第3話

 起きたのは夜の九時頃だった。リビングに行くと誰もいなかった。お母さんがお風呂に入っているようだ。お父さんはまだ会社から帰ってこない。美咲はそろそろ塾から帰ってくるという頃だろうか。

 お母さんの入浴は異様に長い。お風呂と夜ご飯を先に済ませようと思ったのだが、自分の部屋に戻って先に宿題を終わらせることにした。

 恭平は宿題などでは、手のかかる物から終わらせるようにしている。特に意識している訳ではなく、そういう性格なのだ。今この場合でいえば、日記ということになる。

 桐生先生が出す日記には、その日の大まかな授業の内容を記す欄と、その日の出来事を書き入れる大枠がある。桐生先生は一生の宝物になるから毎日しっかりと書け、と言うのだが、毎日書くくらいならそんなものはいらないと思うのだ。

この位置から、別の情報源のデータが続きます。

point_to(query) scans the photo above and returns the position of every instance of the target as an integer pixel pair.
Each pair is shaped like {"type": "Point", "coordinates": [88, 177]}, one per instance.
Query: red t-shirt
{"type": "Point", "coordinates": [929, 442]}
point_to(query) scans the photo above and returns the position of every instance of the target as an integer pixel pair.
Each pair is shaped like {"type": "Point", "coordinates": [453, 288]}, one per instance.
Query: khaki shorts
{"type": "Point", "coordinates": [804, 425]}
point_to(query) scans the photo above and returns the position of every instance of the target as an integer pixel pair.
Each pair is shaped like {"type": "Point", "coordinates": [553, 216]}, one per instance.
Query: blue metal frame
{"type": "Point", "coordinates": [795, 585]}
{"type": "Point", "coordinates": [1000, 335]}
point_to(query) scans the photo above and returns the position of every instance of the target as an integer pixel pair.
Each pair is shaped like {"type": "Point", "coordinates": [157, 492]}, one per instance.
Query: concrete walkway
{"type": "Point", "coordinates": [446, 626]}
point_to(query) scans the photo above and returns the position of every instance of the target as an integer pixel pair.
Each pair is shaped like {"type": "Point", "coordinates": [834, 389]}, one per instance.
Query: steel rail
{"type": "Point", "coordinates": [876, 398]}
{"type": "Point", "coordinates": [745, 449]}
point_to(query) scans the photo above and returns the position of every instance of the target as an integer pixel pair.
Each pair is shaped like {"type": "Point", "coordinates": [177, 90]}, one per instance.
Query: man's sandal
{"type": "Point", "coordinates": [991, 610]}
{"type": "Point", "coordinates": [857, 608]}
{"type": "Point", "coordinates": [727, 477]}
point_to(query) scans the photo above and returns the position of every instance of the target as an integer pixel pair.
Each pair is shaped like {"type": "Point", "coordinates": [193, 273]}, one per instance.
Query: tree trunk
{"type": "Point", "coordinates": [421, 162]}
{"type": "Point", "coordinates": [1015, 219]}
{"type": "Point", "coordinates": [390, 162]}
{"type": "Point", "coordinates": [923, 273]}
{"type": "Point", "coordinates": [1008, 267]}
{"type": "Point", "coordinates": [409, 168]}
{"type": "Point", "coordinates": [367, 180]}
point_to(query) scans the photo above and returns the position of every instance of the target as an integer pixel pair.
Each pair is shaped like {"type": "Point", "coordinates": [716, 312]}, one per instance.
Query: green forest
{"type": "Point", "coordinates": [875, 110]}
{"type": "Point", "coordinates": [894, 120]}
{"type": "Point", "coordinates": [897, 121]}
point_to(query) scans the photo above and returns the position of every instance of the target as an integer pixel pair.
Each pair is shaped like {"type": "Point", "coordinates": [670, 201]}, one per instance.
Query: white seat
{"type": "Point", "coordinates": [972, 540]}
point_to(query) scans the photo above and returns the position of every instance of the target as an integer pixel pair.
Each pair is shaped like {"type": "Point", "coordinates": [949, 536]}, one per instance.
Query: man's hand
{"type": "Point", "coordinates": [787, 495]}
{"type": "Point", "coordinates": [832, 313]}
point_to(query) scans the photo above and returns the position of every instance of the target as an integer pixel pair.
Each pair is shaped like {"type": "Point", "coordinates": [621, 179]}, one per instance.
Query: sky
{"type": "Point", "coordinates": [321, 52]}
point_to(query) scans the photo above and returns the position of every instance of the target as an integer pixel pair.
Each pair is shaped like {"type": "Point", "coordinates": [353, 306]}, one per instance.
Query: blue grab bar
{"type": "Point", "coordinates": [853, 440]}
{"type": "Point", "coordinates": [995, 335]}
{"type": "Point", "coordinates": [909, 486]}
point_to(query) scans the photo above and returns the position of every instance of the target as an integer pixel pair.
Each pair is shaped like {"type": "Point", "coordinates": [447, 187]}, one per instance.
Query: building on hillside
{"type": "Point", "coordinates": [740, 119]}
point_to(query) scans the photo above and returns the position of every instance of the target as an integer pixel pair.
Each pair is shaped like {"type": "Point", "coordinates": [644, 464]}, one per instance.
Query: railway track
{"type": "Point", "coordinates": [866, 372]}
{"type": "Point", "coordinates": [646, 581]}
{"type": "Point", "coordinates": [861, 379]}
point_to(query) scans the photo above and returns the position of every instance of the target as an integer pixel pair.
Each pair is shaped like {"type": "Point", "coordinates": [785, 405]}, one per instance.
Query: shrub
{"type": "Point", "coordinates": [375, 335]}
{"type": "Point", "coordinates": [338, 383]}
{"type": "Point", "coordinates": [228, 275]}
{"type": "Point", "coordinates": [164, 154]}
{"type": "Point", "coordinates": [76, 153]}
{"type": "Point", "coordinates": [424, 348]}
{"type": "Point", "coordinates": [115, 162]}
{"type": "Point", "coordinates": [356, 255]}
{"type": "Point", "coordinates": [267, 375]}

 一度寝たお陰で頭が冴えているのか、授業内容はスラスラと書くことができた。日記本文に進んでも、その調子は続いた。朝、お父さんの声で目覚め、お母さんとの会話、洪喜と一緒に登校して……まるで今、その場にいるかのように思い出せる。

 ふと思った。なぜこんなにも、覚えているのだろう。学校での様子は、誰が、いつ、どこで、何を言ったのか、はっきりと思い出せる。

 覚えてる、覚えてる。今日の出来事を何もかも。なんだか胸騒ぎがした。

 途端、鉛筆を持つ手の力が抜けた。全身が凍りつくような感覚を覚えた。しかしそれは直後に、激しい胸の痛みへと変わった。少しでも息を吸おうと思えば、胸に激痛が走る。座っていた椅子から転げ落ちた。恭平が今まで味わったことのないような苦しさで、必死に藻掻いた。

−自分にとっての「一日」そのものが、人生で最後だったということか−


 悪魔の存在には薄々気付いていた。記憶を通じて、人生で最後の出来事だと宣告されたものは、二度と経験できない。いや、経験してはいけないのだ。今日という日のどこかで、恭平はそのパラドックスを崩壊させてしまったのかもしれない。

 恭平は今、部屋で暴れているはずなのに、気付けば何も聞こえなくなっていた。その後、何も見えなくなった。

 やがて、意識は遠のいていった。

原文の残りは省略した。